If we treat AI as today’s madman in authority–systems making consequential decisions or shaping human behavior at scale–then the academic scribblers are the researchers, theorists, and philosophers whose ideas, often developed decades ago, underpin AI’s current power. AI doesn’t “think” independently–it distills its authority from: mathematical frameworks created by dead statisticians, cognitive theories of how humans process meaning, ethical paradigms implicit in data and design, and economic incentives embedded by living institutions. Just as Keynes warned, we forget the origins. Policymakers, CEOs, and even engineers often treat AI outputs as oracular when in reality they are shadows cast by old ideas.
We must ask whose scribblers are baked into the models. Are they Eurocentric? Male dominated? Capital driven? AI’s authority isn’t neutral, it inherits centuries of assumptions. Choosing which scribblers dominate AI’s foundations is a political act. The problem is that the same technology that purports to make us smarter actually discourages us from using our brains to think. This is brilliantly explained in a recent article in Medium by Eva Keiffenheim whose TED talk is posted below. She points to our collective narrative: “Why remember what I can just Google or ask ChatGPT?”
While the questions seems logical (and I’ve blindly followed it for most of my adult life), it’s based on a fundamental misunderstanding of what memory is for, and this seemingly harmless habit is quietly eroding the very neural architecture that expert thinking is built upon. (Eva Keiffenheim, The Smartest People I Know Are Obsessed With a Skill Many Were Told Is Useless)

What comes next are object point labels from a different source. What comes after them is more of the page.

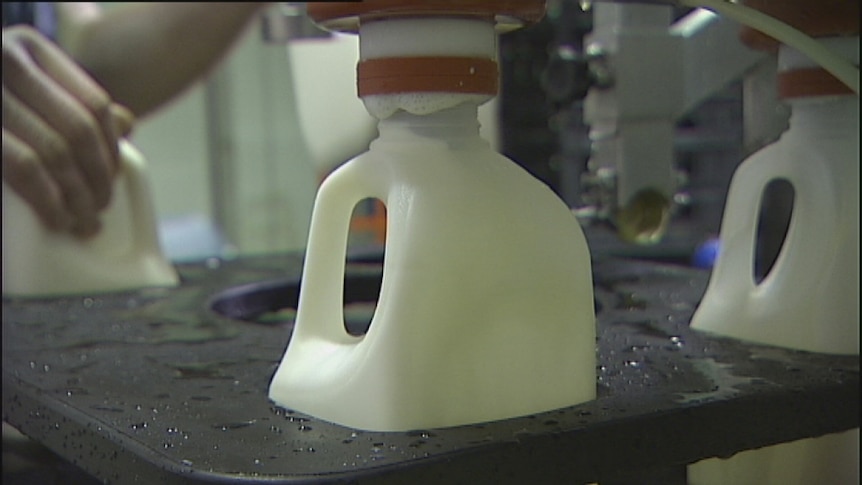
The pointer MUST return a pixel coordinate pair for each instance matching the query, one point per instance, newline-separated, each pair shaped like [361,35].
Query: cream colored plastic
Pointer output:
[810,298]
[486,306]
[126,253]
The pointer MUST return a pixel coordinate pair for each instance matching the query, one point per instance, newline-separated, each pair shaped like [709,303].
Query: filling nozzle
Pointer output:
[288,21]
[631,180]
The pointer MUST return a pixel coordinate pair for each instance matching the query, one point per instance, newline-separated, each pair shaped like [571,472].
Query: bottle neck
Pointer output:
[458,122]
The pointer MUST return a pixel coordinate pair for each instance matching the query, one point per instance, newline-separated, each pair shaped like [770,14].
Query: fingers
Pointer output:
[123,120]
[39,167]
[63,130]
[26,176]
[50,83]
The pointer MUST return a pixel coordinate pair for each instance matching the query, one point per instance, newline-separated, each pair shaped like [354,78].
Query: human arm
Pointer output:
[145,54]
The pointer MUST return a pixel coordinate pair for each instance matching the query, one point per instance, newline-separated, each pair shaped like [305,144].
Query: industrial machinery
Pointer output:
[170,385]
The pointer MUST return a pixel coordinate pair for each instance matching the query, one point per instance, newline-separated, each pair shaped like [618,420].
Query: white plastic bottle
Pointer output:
[810,299]
[486,305]
[126,254]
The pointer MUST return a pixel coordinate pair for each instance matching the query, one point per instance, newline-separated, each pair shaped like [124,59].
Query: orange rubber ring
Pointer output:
[427,74]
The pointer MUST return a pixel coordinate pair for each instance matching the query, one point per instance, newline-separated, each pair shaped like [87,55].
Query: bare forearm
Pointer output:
[144,54]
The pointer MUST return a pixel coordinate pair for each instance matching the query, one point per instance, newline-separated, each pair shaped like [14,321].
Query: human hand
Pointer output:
[60,133]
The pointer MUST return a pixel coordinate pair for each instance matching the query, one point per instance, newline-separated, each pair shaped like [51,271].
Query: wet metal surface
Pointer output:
[163,386]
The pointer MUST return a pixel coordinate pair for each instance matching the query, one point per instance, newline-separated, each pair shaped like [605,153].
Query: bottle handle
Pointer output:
[320,313]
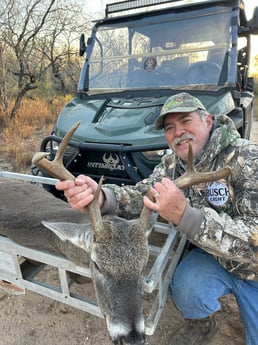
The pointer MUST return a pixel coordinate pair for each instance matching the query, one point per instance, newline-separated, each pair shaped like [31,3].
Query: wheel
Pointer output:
[203,73]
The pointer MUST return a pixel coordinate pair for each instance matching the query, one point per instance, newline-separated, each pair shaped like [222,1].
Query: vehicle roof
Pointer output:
[133,8]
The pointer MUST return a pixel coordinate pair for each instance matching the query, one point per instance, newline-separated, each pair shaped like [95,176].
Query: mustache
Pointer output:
[186,136]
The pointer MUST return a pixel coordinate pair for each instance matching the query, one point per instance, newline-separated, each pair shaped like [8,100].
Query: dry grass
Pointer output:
[22,136]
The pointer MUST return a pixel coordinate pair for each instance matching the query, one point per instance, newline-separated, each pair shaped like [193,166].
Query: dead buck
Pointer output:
[116,248]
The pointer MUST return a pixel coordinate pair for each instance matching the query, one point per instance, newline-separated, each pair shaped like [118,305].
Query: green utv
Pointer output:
[141,53]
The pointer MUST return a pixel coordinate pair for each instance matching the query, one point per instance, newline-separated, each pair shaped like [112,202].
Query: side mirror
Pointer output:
[253,23]
[82,48]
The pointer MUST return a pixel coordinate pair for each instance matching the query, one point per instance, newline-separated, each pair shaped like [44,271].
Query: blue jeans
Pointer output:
[198,283]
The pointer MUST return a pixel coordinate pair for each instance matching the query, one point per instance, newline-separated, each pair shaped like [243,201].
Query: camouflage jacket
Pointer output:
[229,225]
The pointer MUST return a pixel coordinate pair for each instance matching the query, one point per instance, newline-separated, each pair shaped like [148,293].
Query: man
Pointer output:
[219,218]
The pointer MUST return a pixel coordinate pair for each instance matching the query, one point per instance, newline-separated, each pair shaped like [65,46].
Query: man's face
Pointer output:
[184,128]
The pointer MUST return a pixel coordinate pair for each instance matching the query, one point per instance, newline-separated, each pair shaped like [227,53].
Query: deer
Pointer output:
[116,249]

I won’t repeat the incredibly useful information in the article which you can read for yourself other than to say that Keiffenheim points out how outsourcing our thinking to devices undermines the three core processes of deep learning (automaticity: the ability to perform a skill without conscious thought, schema construction: a mental framework that organizes knowledge, and prediction error: the brain learns best when it’s surprised). She goes on to say “The fix isn’t nostalgia for pre-internet memory drills. It’s a simple strategic framework: shape knowledge, don’t just find it; follow a stepwise progression; and use technology as a complement … Every time you face a gap in your knowledge, you make a choice. You can make a short-term withdrawal for an immediate answer, or you can make a long-term investment by doing the work to internalize the knowledge.”

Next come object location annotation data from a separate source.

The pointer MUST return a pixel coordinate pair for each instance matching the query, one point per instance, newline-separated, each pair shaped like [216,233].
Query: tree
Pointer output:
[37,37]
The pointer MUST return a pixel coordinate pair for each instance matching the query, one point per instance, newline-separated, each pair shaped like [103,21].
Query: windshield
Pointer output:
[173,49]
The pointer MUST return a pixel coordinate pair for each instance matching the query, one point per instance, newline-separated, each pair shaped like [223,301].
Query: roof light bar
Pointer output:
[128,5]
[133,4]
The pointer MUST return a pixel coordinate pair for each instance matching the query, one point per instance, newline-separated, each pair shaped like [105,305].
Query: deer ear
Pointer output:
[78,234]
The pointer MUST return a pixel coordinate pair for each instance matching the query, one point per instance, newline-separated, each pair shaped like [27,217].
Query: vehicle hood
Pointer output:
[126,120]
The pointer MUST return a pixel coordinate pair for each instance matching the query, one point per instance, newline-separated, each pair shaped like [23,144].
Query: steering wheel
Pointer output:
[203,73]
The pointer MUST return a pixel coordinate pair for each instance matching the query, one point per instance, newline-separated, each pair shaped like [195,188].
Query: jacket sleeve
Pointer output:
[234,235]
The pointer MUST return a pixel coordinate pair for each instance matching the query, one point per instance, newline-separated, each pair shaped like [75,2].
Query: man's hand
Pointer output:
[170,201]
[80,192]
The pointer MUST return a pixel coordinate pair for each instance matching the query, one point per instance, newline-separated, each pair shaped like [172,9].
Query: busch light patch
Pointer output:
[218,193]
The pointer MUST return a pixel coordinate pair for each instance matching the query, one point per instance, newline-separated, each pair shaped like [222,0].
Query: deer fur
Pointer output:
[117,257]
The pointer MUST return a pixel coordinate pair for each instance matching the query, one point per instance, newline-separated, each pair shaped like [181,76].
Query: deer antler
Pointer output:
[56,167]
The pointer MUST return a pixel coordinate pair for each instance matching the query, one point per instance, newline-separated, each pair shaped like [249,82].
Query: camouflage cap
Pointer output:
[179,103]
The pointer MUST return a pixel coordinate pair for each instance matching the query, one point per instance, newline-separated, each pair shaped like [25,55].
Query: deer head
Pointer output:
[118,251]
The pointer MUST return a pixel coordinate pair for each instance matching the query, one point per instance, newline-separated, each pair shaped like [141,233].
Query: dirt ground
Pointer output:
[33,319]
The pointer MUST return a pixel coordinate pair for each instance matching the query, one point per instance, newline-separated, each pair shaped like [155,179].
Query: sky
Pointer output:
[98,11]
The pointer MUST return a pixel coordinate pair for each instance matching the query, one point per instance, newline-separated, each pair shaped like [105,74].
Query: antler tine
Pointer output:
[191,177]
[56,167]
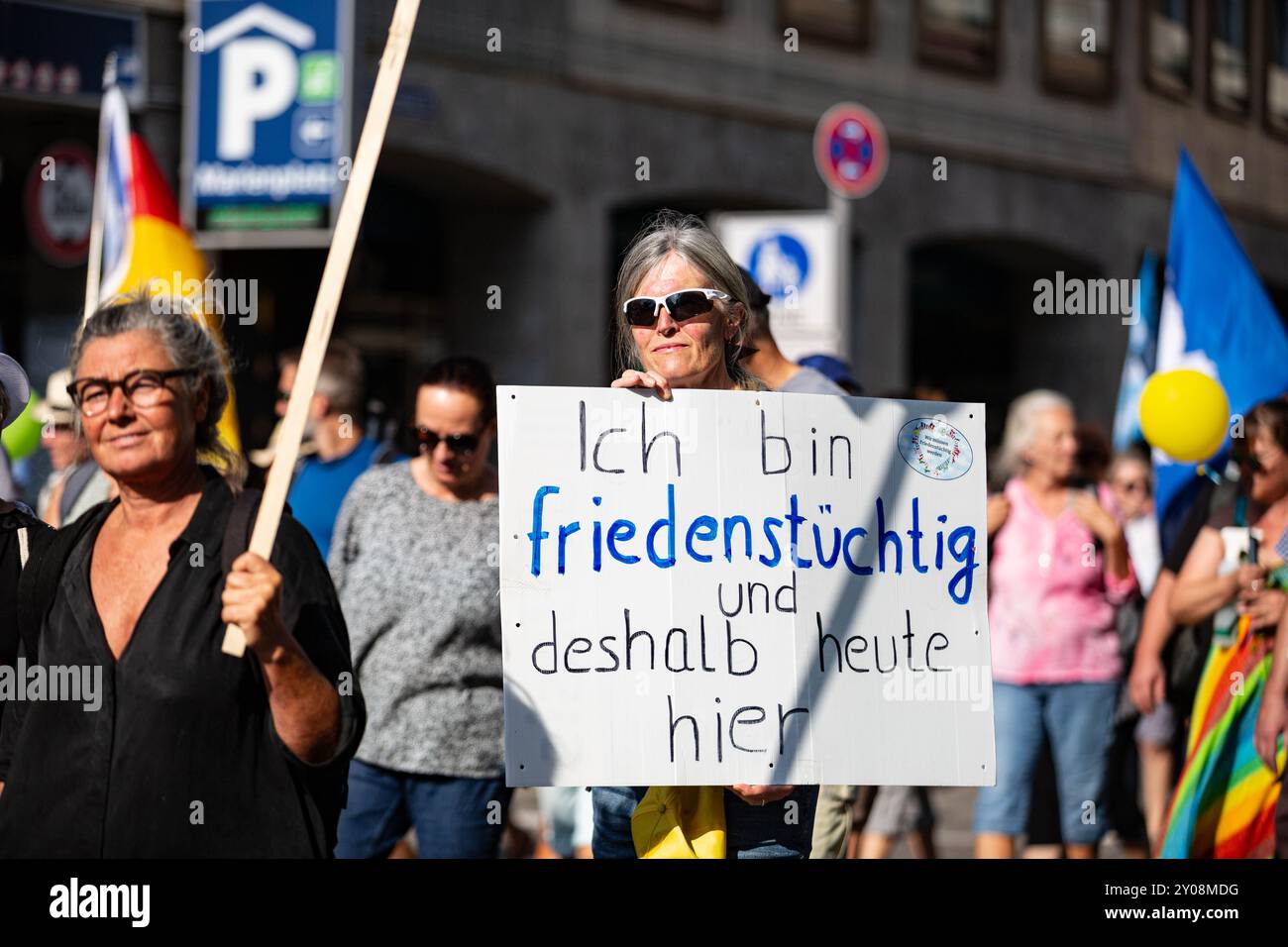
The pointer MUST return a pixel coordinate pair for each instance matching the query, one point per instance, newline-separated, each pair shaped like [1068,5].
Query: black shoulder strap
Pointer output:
[237,531]
[39,581]
[73,486]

If Keynes were alive today, he might rewrite his quote above as: “Practical engineers, who believe themselves exempt from philosophical influence, are usually the slaves of some defunct linguist, statistician, or metaphysician.” AI is powerful precisely because it amplifies old intellectual commitments without us always recognizing them. When an LLM “speaks,” you’re hearing a chorus of Alan Turing, Claude Shannon, Noam Chomsky, Ludwig Wittgenstein, and Geoffrey Hinton filtered through trillions of data points.

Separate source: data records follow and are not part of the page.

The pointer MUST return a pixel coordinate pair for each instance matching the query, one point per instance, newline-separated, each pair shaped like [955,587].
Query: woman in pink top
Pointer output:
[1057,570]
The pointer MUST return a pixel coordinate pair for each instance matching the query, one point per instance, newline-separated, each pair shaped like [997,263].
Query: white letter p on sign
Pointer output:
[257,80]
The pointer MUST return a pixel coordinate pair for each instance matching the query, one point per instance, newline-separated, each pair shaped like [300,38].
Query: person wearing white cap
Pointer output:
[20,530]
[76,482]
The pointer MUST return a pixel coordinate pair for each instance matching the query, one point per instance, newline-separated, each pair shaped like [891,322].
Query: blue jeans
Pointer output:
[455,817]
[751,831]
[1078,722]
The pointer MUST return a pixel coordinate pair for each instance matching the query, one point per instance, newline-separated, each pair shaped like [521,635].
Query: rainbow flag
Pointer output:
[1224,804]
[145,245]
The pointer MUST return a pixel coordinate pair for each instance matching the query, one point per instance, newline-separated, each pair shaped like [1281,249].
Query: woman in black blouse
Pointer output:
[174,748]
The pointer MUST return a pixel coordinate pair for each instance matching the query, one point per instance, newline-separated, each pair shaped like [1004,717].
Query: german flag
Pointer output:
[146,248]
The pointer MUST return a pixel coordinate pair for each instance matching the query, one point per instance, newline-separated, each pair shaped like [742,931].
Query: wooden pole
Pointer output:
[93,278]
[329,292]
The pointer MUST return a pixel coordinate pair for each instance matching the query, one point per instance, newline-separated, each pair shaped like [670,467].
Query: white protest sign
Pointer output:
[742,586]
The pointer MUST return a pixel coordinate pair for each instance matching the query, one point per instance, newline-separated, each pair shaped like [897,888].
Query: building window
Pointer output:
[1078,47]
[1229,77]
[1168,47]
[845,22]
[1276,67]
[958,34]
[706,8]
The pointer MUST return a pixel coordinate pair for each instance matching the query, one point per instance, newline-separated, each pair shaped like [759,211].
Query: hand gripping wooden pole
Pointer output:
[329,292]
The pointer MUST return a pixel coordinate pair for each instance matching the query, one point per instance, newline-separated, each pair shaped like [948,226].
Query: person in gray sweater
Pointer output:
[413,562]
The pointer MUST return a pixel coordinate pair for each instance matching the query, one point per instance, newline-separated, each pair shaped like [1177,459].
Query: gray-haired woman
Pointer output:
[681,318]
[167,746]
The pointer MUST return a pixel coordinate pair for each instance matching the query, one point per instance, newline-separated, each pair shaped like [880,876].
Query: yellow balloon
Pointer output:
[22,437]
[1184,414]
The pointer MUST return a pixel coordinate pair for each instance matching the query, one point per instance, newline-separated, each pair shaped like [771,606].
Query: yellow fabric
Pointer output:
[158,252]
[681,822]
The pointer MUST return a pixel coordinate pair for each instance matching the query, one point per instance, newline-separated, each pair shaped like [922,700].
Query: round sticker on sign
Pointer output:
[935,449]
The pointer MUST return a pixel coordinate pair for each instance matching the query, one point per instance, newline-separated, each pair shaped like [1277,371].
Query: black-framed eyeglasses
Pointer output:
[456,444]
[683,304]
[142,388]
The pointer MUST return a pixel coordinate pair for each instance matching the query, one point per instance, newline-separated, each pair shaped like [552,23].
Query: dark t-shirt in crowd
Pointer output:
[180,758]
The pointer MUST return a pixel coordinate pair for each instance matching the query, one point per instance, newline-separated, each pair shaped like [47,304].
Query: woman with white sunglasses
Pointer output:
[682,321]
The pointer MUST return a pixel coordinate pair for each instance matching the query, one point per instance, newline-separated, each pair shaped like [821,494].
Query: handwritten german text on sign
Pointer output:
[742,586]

Our most important task today is to learn how to build and use AI in a way that improves our ability to learn, control and improve our lives. And, to do that we’re going to need to improve the math and reading skills of our high school students with the same degree of urgency as we did in 1957 after the Soviet Union launched the world’s first satellite, Sputnik I. Instead, the Trump administration’s assault on America’s universities by cutting billions of dollars of federal support for scientific and medical research is pushing us in the wrong direction. That’s what happens when you listen to the wrong academic scribblers.